L’Association for the Advancement of Sustainability in Higher Education (AASHE), basée aux États-Unis et à l’origine de la certification STARS, a publié récemment son index annuel des universités qui se démarquent à propos de différentes thématiques en développement durable. Ce classement permet de désigner les champs d’expertise et spécificités de chacun des établissements.

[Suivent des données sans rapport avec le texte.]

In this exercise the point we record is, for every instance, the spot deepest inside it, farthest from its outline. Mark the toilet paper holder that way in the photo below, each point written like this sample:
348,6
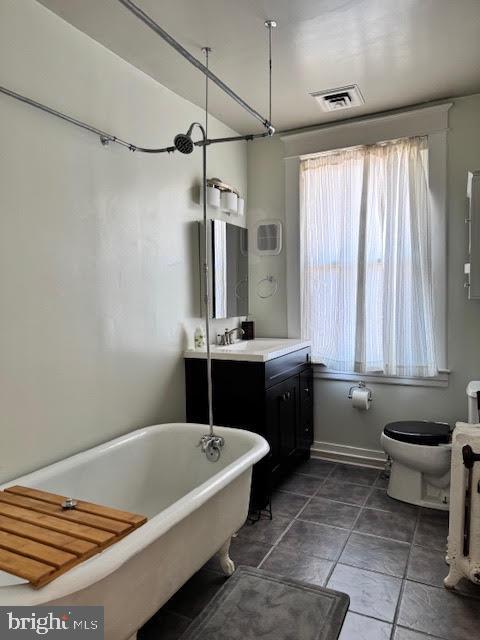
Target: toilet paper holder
362,387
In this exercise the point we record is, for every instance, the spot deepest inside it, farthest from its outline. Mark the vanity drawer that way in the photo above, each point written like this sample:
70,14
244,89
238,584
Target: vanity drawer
286,366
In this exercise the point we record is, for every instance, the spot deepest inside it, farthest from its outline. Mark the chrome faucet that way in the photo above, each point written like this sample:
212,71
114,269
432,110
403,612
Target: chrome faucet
228,336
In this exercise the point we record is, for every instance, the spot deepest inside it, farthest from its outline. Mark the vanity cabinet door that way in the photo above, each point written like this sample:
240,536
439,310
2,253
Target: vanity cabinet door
282,422
305,425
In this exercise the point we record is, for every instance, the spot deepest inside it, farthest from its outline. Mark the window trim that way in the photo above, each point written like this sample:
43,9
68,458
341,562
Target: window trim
425,121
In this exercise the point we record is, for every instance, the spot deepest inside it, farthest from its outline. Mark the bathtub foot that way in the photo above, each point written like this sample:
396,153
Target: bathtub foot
227,564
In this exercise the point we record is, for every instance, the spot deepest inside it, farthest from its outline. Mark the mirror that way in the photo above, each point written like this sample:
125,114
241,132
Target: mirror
229,245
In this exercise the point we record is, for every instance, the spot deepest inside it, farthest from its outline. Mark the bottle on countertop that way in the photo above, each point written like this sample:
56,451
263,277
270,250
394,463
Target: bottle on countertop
248,327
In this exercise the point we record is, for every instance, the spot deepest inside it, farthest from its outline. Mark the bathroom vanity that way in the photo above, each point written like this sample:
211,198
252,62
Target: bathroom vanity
264,386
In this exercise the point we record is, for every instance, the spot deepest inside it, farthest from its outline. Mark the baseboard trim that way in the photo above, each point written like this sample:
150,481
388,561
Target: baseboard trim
353,455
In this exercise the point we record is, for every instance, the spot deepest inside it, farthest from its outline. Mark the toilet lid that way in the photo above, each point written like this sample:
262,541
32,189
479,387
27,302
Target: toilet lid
418,432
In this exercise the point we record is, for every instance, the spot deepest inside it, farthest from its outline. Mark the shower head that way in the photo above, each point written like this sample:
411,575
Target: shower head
183,141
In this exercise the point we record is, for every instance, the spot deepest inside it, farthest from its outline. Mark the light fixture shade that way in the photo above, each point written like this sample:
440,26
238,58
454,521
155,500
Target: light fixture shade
229,201
213,197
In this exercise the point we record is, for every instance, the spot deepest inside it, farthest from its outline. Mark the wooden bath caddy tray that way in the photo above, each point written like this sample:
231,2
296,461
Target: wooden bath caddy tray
39,540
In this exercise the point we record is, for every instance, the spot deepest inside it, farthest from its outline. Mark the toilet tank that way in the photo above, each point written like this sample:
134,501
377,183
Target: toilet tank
473,388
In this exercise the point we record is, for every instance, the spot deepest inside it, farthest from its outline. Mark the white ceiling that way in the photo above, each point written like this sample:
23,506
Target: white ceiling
399,52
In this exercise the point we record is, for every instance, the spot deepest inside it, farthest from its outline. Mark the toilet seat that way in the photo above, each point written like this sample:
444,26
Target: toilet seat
420,432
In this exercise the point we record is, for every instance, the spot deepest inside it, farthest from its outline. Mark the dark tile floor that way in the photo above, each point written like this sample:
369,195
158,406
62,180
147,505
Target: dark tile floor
335,526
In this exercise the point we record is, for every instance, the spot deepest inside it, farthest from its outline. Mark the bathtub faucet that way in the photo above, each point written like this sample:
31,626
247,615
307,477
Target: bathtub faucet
211,446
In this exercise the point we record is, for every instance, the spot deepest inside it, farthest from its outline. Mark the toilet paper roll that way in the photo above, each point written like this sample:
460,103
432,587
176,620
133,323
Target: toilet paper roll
360,399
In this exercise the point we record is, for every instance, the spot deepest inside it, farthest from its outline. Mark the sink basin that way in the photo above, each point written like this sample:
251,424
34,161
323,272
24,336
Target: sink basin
258,350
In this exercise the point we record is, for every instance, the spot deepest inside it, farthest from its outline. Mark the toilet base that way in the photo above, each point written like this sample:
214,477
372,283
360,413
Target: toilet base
409,485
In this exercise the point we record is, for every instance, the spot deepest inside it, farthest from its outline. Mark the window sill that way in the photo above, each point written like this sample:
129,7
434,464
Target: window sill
322,373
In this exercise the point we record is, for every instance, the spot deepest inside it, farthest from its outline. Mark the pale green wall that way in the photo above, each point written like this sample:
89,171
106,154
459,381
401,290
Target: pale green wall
335,420
98,276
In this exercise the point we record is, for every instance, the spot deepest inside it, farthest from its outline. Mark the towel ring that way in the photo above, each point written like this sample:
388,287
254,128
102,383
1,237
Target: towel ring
362,387
271,291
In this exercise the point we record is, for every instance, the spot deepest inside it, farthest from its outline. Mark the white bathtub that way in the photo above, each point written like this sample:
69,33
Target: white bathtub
193,506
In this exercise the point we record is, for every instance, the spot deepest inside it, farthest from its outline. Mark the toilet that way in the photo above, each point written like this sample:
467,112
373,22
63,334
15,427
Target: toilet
420,452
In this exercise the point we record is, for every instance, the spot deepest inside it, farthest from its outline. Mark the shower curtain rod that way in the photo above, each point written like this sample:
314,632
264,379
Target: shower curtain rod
106,138
154,26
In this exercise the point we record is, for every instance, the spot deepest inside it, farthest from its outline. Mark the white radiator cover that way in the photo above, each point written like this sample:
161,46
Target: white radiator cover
464,566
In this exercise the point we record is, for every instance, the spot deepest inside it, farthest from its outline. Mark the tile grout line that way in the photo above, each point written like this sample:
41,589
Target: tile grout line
294,519
404,579
339,555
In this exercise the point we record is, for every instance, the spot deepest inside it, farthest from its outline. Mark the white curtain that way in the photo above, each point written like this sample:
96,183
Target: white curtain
366,274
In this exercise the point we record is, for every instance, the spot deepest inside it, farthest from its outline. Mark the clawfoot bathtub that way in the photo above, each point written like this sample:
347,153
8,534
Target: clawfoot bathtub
193,505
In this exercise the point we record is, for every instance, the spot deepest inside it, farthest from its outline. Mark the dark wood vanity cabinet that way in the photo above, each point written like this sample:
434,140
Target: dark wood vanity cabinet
273,398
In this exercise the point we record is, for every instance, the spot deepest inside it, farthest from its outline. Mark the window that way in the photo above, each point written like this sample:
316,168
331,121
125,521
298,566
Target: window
366,294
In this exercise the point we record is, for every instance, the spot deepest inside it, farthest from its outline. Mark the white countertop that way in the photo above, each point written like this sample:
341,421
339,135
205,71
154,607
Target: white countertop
258,350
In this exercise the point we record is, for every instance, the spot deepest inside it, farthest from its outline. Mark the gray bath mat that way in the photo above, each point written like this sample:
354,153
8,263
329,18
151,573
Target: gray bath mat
254,604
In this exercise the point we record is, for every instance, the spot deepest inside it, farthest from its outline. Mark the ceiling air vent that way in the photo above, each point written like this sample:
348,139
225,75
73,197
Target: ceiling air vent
342,98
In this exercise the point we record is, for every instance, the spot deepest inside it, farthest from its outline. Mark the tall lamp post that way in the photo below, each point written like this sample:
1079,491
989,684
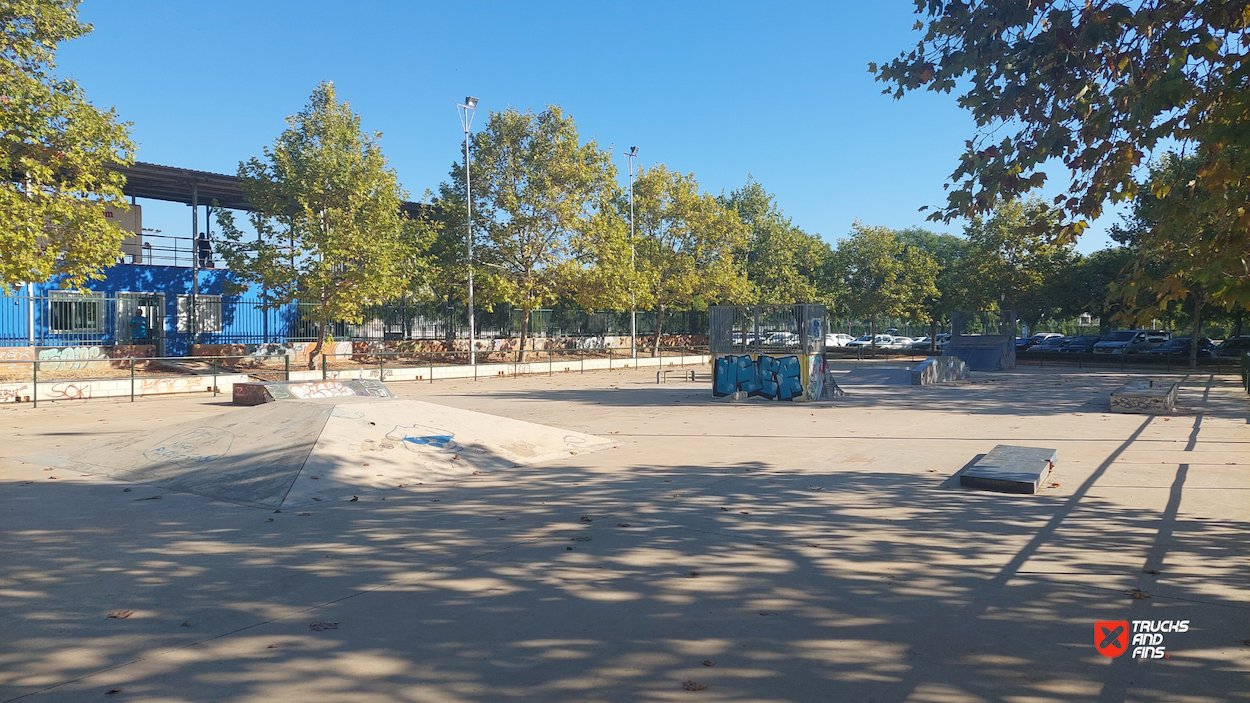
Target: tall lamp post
633,300
466,111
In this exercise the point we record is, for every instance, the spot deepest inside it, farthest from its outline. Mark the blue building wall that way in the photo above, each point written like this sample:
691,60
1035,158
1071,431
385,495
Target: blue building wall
235,318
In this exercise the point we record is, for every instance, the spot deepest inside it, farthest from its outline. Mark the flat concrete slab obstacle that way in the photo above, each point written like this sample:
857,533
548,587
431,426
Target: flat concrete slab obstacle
939,369
1010,469
1148,397
268,392
324,449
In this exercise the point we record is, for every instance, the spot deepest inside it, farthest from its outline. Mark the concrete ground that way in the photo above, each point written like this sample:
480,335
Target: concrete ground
765,551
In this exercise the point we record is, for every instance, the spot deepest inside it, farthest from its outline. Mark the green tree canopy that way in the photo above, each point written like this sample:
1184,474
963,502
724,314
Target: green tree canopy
328,222
783,263
879,275
1183,249
55,155
1091,85
685,244
535,188
1014,260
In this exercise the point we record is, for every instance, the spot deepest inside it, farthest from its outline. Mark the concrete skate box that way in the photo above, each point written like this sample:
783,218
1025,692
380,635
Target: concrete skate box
1010,469
269,392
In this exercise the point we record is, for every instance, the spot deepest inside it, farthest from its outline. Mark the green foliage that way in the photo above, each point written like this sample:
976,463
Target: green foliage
881,277
1091,85
55,154
535,190
328,218
783,263
1015,263
685,245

L’UdeM s’y distingue tout particulièrement en matière de protection et de rehaussement de ses espaces naturels et se classe en première position, ex æquo avec deux établissements américains, à l’échelle de l’Amérique du Nord.

Cet index est construit à partir des déclarations volontaires effectuées dans plus de 700 collèges et universités à travers le monde dans le cadre de la certification STARS en développement durable pour les établissements d’enseignement supérieur, à laquelle l’UdeM souscrit depuis 2016.

L’Université obtient les quatre points attribués pour la catégorie Terrains, en partie grâce à sa situation géographique. «La communauté universitaire du campus de Montréal a le privilège de fréquenter un lieu unique et protégé, possédant le double statut de patrimoine naturel et culturel du Mont-Royal», souligne Luc Surprenant, conseiller en développement durable et responsable de la certification STARS pour l’UdeM.

L’Université de Montréal se signale dans le classement aussi par ses mesures relatives à la biodiversité mises en place depuis 2012. En ce sens, la présence d’un conseiller biologiste (Alexandre Beaudoin) rattaché au rectorat, le seul en milieu universitaire au Québec, y compte pour beaucoup. Plusieurs de ses principales réalisations sur les plans de la préservation et du rehaussement conduites sur le campus, soit l’inventaire de la biodiversité, la liste à jour des espèces menacées ou vulnérables de même que l’adhésion au Plan de conservation du Mont-Royal, ont été déterminantes dans l’obtention de la première position.